On Friday morning, Premier Brian Pallister said in a news conference he understands workers’ fears, but the province is following the best public health advice available and they should feel confident in their safety.

“I’m scared, too. I’m scared for them, I’m scared for us, I’m scared for every Manitoban,” Pallister said. “I’m scared enough, I think, for everybody.

“But the fact of the matter is that the company there has taken every step that it’s been asked to and more.”

The union and Manitoba opposition parties are calling on Maple Leaf to shut down operations at the plant until Aug. 10 at the earliest, so workers can get tested and the facility can be cleaned.

No plan to halt operations

Maple Leaf told CBC News in a statement Thursday it didn’t plan to halt operations.

The Brandon plant was inspected by officials from public health, workplace safety and the Canadian Food Inspection Agency on Thursday afternoon, Maple Leaf said in a statement posted online.

“The outcome of this inspection was a positive reinforcement of the rigorous steps Maple Leaf Foods is taking to provide a safe work environment and prevent workplace spread of COVID-19,” the statement says. Those measures include barriers, distancing and screening.

The company’s plant in Lethbridge, Alta., also has an employee who tested positive for COVID-19 in the past week, the statement says.

“Investigation into these cases indicates that all are linked to community spread, and not to workplace contact. All affected employees are recuperating at home,” the statement says.

Dr. Brent Roussin, Manitoba’s chief public health officer, said on Thursday that Public Health hasn’t seen evidence of transmission at the Maple Leaf plant so far.

Roussin said Thursday there’s a cluster of 28 cases in Brandon, 18 of which were announced on Thursday.

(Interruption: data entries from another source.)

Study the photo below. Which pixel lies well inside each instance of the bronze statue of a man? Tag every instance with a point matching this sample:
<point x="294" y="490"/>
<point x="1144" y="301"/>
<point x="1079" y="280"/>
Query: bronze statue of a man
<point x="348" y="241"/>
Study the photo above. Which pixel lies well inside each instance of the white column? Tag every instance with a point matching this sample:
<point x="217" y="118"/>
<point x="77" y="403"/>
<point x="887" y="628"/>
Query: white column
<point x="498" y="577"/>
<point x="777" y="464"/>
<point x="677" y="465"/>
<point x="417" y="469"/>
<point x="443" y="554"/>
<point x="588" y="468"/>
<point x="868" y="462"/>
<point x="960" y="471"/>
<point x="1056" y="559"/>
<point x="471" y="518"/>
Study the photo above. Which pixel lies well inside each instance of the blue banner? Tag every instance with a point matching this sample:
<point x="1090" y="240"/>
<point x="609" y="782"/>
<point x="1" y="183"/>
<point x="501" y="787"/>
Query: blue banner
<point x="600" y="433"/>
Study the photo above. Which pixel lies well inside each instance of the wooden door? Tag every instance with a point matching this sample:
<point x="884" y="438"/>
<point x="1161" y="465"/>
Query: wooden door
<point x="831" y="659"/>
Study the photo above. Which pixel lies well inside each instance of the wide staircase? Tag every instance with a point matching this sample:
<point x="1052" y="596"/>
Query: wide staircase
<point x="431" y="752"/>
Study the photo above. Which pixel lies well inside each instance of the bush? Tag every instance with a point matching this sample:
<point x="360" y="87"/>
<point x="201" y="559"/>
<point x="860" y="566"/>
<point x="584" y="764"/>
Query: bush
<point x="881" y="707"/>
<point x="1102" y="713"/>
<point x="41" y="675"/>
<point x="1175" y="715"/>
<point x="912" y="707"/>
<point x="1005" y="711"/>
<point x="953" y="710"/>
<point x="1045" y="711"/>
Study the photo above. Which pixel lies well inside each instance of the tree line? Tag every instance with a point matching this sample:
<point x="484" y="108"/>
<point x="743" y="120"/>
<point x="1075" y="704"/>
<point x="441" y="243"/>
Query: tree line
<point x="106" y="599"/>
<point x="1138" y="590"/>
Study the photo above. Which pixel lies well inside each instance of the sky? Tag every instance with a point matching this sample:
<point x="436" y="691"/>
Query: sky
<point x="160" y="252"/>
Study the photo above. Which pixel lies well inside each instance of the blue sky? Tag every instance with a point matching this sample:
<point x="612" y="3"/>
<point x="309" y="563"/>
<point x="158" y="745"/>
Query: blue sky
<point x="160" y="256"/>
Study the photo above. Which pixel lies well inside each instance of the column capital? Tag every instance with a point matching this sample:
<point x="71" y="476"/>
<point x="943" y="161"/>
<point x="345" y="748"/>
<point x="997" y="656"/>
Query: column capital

The cluster originated with someone who travelled east of the province and did not self-isolate correctly upon return, Roussin said.

See Also

‘Extremely limited’ options

Brandon Mayor Rick Chrest said despite concern in the community, he doesn’t believe it’s the role of politicians to weigh in on whether the plant should close.

“This is a health incident and not really a political one,” he said in an interview on CBC Manitoba’s Radio Noon.

Traeger said Maple Leaf employees who are afraid of going to work have few options. Manitoba’s Labour Relations Act gives wokers the right to refuse dangerous work, but Traeger said the law doesn’t apply in the Brandon case because public health officials have said Maple Leaf’s precautions are enough.

“Their choices are extremely limited,” Traeger said. “They can either go to work or they can risk … being absent without leave by not reporting to work.”

The facility is “absolutely huge,” he said, including a cafeteria that seats roughly 1,200 people and a cutting floor that can have anywhere from 600 to 800 people working on it in a day.

He pointed to rapid spread of COVID-19 in other meat processing facilities in North America, including a Cargill Ltd. beef-processing plant near High River, Alta. Three people died and 940 employees tested positive as a result of that outbreak.

“We’re in the same position right now that the Cargill plant was in the very beginning of the outbreak, where we have a small number, a handful, less than 10 people who have the virus,” Traeger said.

“In Cargill, within two days that became 30, and within seven days that became 900.”